Our lab studies gene regulatory proteins called transcription factors and the critical role that they play in the formation and healing of skeletal muscle. We are interested in understanding, at the molecular level, the mode of action of these proteins and how they might cooperate together to control this important health-related process. We address this question by combining the power of genomics with bioinformatic methods.

The Blais lab accepts students from graduate programs in Biochemistry and Human Molecular Genetics.

A microscopic image of a regenerating mouse muscle

Immunofluorescence detection of myogenic transcription factors in the regenerating tibialis anterior muscle of a mouse

Research Program

Our lab studies how certain proteins, called transcription factors, govern the fate of cells. In particular, transcription factors determine which genes are going to be expressed in a given cell but not another, so they can have a profound impact on the identity and function of all cells of the human body. Our research group aims to determine the mode of action of transcription factors involved in skeletal muscle development and regeneration and the control of cell proliferation.

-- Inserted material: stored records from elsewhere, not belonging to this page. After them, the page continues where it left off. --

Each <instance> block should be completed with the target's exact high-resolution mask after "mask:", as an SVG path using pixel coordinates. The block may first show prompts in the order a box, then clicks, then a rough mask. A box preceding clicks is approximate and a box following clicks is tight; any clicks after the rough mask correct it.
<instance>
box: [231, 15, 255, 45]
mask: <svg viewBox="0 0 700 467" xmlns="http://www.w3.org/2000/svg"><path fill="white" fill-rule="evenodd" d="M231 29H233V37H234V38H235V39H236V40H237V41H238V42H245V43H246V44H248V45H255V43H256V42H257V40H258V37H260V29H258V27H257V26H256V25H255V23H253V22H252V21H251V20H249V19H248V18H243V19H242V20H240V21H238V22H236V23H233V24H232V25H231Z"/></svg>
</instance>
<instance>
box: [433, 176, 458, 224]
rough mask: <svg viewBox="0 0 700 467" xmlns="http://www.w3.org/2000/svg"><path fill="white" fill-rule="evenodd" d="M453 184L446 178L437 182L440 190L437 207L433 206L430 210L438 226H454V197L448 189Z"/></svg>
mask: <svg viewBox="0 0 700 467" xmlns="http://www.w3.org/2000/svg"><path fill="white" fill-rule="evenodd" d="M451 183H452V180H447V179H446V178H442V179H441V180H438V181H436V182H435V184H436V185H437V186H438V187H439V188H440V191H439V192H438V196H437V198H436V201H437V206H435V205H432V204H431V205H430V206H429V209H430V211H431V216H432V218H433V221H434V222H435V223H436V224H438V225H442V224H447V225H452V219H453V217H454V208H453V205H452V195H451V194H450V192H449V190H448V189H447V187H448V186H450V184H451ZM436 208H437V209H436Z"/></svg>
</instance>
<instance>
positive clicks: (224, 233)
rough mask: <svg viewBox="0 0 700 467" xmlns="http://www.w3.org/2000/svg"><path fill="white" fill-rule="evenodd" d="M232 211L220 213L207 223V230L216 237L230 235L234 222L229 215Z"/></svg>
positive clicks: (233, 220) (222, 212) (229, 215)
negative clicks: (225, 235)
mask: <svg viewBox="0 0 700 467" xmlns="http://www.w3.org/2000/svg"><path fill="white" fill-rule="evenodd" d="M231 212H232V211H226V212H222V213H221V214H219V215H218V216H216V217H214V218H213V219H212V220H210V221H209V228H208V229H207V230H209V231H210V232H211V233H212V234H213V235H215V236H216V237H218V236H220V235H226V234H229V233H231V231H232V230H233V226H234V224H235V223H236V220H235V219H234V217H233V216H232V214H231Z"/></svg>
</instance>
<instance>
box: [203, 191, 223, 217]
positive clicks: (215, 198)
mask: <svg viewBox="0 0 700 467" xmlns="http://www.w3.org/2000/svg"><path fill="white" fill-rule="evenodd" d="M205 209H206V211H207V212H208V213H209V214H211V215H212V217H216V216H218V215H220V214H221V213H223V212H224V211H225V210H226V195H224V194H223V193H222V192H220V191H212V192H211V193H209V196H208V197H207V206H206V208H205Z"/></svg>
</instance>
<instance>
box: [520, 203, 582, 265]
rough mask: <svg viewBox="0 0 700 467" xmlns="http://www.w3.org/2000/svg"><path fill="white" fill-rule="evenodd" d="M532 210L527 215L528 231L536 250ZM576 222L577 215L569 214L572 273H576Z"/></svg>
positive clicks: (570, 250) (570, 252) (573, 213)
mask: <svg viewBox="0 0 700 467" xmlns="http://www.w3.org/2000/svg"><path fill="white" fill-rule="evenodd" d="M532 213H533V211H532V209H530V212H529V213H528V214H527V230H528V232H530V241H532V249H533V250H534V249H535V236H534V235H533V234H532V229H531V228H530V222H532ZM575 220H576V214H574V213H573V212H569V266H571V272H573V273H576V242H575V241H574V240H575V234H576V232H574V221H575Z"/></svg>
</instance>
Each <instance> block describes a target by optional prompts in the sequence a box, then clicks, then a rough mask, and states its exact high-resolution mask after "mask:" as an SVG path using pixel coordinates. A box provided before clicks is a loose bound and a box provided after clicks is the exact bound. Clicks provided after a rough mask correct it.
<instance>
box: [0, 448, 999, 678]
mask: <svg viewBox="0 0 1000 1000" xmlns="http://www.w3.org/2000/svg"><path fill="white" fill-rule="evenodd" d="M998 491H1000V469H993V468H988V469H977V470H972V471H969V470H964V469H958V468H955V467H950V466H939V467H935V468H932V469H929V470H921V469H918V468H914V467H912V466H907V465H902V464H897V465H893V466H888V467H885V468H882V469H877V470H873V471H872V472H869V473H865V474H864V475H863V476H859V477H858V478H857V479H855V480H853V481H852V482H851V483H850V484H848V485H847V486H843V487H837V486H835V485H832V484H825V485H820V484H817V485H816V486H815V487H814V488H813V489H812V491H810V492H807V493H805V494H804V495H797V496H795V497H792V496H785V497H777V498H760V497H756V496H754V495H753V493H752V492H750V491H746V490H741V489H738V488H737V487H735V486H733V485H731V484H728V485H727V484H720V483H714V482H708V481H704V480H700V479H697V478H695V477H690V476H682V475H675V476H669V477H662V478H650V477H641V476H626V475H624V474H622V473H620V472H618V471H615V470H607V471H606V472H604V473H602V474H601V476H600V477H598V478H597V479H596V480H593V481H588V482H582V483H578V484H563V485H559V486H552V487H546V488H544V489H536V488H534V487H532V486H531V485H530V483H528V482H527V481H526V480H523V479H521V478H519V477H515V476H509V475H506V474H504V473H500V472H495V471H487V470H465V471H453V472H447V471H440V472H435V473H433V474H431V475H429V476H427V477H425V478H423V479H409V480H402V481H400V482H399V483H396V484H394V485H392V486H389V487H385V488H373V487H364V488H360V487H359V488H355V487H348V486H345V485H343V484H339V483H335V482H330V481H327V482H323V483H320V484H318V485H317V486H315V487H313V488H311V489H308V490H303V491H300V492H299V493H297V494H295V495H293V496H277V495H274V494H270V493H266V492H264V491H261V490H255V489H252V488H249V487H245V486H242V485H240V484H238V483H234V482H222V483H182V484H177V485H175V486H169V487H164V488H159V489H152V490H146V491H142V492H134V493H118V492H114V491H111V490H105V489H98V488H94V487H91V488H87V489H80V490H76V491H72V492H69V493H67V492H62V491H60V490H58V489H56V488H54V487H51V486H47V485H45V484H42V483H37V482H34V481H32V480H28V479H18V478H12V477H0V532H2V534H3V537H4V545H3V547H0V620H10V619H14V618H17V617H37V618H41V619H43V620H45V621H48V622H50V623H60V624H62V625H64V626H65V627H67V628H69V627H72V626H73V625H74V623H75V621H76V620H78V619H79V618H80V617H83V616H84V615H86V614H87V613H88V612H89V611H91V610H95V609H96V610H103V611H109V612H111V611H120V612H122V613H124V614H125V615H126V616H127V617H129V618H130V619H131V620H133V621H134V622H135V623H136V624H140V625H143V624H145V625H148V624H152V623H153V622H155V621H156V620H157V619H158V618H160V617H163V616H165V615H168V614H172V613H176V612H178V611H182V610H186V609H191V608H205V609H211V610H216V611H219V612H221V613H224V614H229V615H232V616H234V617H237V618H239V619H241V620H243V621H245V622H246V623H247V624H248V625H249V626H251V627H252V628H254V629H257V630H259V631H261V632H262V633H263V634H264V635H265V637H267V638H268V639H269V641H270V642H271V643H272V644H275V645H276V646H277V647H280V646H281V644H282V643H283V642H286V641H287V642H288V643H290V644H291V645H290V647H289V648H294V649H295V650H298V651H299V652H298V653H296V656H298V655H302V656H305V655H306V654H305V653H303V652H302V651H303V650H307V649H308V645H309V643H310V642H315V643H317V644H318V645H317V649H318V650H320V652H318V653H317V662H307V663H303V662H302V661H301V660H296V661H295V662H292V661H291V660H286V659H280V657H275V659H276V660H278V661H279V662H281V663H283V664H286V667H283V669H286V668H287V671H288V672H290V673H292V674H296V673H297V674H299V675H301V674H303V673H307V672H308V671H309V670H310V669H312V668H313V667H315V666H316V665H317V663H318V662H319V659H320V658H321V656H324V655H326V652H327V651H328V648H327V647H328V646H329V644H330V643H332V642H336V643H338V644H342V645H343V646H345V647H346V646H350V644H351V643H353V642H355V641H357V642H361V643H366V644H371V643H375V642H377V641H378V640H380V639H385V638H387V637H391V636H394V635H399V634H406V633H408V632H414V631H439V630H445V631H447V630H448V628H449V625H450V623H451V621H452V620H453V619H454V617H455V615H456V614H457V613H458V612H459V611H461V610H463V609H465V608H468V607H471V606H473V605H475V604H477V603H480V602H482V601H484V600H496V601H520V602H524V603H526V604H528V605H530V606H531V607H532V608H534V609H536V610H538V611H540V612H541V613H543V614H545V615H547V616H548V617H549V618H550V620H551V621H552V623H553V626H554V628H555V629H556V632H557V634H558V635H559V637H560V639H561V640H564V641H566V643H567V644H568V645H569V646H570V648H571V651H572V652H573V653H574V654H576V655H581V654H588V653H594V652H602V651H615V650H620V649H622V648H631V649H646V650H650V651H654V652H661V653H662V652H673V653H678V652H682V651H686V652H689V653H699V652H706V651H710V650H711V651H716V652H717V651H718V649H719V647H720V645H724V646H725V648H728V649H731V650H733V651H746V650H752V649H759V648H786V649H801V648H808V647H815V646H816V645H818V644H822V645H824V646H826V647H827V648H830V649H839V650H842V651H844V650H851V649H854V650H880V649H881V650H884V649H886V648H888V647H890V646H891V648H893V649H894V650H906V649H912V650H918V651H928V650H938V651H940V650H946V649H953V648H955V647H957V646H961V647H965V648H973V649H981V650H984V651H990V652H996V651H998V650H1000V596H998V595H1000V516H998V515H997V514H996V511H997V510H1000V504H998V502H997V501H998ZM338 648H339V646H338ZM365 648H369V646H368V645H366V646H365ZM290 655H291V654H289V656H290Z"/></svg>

In our study of myogenesis, we have found that two transcription factors called Six1 and Six4 participate in controlling the ability of muscle precursor cells to differentiate into mature muscle fibers. Using ChIP-seq technology, we have determined the identity of the genes regulated by Six1 and Six4 and have started to elucidate the mode of action of these two proteins. We have found that they often target genes that are also regulated by the MyoD transcription factor, which is important because MyoD is seen as the master regulator of skeletal muscle formation. We are now investigating how Six1, Six4 and MyoD cooperate by looking at the structure of DNA and chromatin at their common target genes.

The cell division cycle is a very fundamental process that allows cellular proliferation, tissue growth and homeostasis. Transcription factors are needed to control cell division in a very tight manner, because unbridled proliferation can lead to cancer. We are using functional genomics techniques to understand how this precise regulation of the cell cycle is made possible and what the consequences of deregulation can be.